GRU30 and LSTM31,32 are variants of Recurrent Neural Network (RNN)33, they are proposed to solve the gradient disappearance and gradient explosion problems of traditional RNN in the process of long sequence training34. Different from LSTM, GRU only includes two gates: update gate and reset gate. The simplified structure enables GRU to effectively reduce the running time on the premise of ensuring the prediction accuracy. With the design of update gate and reset gate, GRU model can handle the time series data as well. The input layer of GRU is the time series from fused dataset, which can be noted as \({X=\{x}_{1}{,x}_{2},\dots , {x}_{t}\}\), where \({x}_{i}\) represents the record of the \(i\)th physical examination of pregnancy women. The hidden state \({h}_{t-1}\) contains the information of the previous node. Where \({z}_{t}\) and \({r}_{t}\) denote the update gate and reset gate, respectively. \(Wr\) and \(Wz\) are the weight matrices from hidden states at previous time step to the update gate and reset gate, respectively. \(\sigma\) is a sigmoid function. The formula is expressed as follows:

$${r}_{t}=\sigma \left(Wr\cdot \left[{h}_{t-1 }{,x}_{t}\right]\right)$$

(5)

$${z}_{t}=\sigma \left(Wz\cdot \left[{h}_{t-1 }{,x}_{t}\right]\right)$$

(6)

The reset data obtained by the reset gate of the hidden layer data at the final moment is combined with the current input \({x}_{t}\), and \(tanh\) is the activation function. The activation state of the hidden layer at the current moment \({\tilde{h }}_{t}\) can be defined as:

$${\tilde{h }}_{t}=tanh\left({W}_{\tilde{h }}\cdot \left[{r}_{t}*{h}_{t-1},{x}_{t}\right]\right)$$

(7)

Then the same gate \({z}_{t}\) is used to select and forget memory, and the hidden state \({h}_{t}\) of time \(t\) can be calculated by:

$${h}_{t}=\left(1-{z}_{t}\right)*{h}_{t-1}+{z}_{t}*{\tilde{h }}_{t}$$

(8)

Finally, we used the result of the last moment of the output layer as the final EDD. Meanwhile, the final EDD could predict more accurately than initial EDD.

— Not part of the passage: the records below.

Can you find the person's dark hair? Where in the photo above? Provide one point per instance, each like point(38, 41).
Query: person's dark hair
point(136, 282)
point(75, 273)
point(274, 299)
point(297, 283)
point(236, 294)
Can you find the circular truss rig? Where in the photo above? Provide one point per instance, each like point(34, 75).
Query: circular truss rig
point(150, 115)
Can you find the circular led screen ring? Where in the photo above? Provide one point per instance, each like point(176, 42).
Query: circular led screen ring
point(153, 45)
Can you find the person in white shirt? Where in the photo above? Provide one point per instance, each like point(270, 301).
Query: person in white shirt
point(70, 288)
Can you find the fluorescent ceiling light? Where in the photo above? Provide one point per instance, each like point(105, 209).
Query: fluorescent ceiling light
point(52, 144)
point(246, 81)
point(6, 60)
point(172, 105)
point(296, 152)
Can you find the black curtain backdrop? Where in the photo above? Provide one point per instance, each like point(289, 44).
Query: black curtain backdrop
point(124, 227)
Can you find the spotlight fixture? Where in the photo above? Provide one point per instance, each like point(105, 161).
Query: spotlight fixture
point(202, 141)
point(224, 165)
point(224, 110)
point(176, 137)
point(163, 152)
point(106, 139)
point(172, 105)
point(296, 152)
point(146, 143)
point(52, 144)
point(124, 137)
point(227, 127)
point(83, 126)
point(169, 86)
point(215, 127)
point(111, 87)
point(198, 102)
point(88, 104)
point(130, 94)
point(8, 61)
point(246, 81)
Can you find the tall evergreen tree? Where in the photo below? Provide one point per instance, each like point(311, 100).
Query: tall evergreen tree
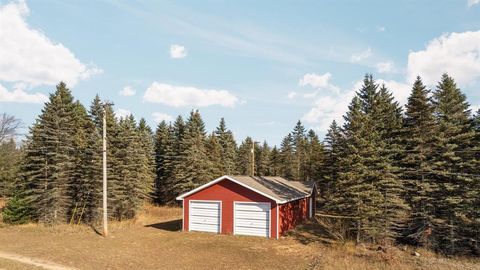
point(419, 131)
point(214, 150)
point(454, 138)
point(228, 148)
point(331, 166)
point(49, 158)
point(288, 165)
point(163, 162)
point(300, 149)
point(244, 157)
point(262, 160)
point(192, 167)
point(275, 162)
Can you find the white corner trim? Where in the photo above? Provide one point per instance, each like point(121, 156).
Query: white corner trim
point(278, 226)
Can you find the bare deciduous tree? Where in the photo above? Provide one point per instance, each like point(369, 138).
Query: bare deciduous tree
point(9, 126)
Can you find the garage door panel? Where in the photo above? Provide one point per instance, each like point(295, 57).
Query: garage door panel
point(252, 219)
point(250, 215)
point(204, 212)
point(255, 224)
point(204, 220)
point(251, 207)
point(204, 216)
point(205, 205)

The parameters of these prediction models were determined by grid search and the models were validated with fivefold cross-validation. The grid search method combined all possible parameters, then trained each group of parameters to find the best combination of parameters. After five-fold cross-validation, the hyperparameter combination with the highest average score was taken as the best choice, and the model object was returned. The data used in the experiment included the records of multiple antenatal examinations of 5537 pregnant women, and dataset was divided into two sections, where 80% of dataset is used for training and the remaining 20% of dataset is used for testing. GRU model is composed of an input layer, a hidden layer and an output layer. During GRU training, the antenatal examination data are transformed into a three-dimensional matrix with a matrix size of (4430, X, Y), in which 4430 represents the number of pregnant women, X represents the number of antenatal examinations of pregnant women, and Y represents the number of characteristics of each antenatal examination of pregnant women. GRU model uses Adam optimizer to optimize the training process. This experiment is a regression task, so GBDT uses the mean square error “Ls” as the loss function of the algorithm. Table 2 shows the parameter settings of GBDT and GRU models.

Full size table

Evaluation methodology

The prediction errors were considered as an essential factor to evaluate the proposed model. In this study, the coefficient of determination (R2), Mean Absolute Errors (MAE) and Mean Square Error (MSE) were used as the evaluation indices of the models. The calculation formulas are as follows:

$${R}^{2}=1-\frac{{\sum }_{i}^{n}{\left({\widehat{y}}^{\left(i\right)}-{y}^{\left(i\right)}\right)}^{2}}{{\sum }_{i}^{n}{\left(\overline{y }-{y}^{\left(i\right)}\right)}^{2}}$$

(9)

$$MAE=\frac{1}{m}\sum_{i=1}^{m}\left| {y}^{\left(i\right)}-{\widehat{y}}^{\left(i\right)}\right|$$

(10)

$$MSE=\frac{1}{m}\sum_{i=1}^{m}{({y}^{\left(i\right)}-{\widehat{y}}^{\left(i\right)})}^{2}$$

(11)

where \({y}^{(i)}\) and \({\widehat{y}}^{(i)}\) are the real and predicted values, respectively, and \(\overline{y }\) is the average value of real values.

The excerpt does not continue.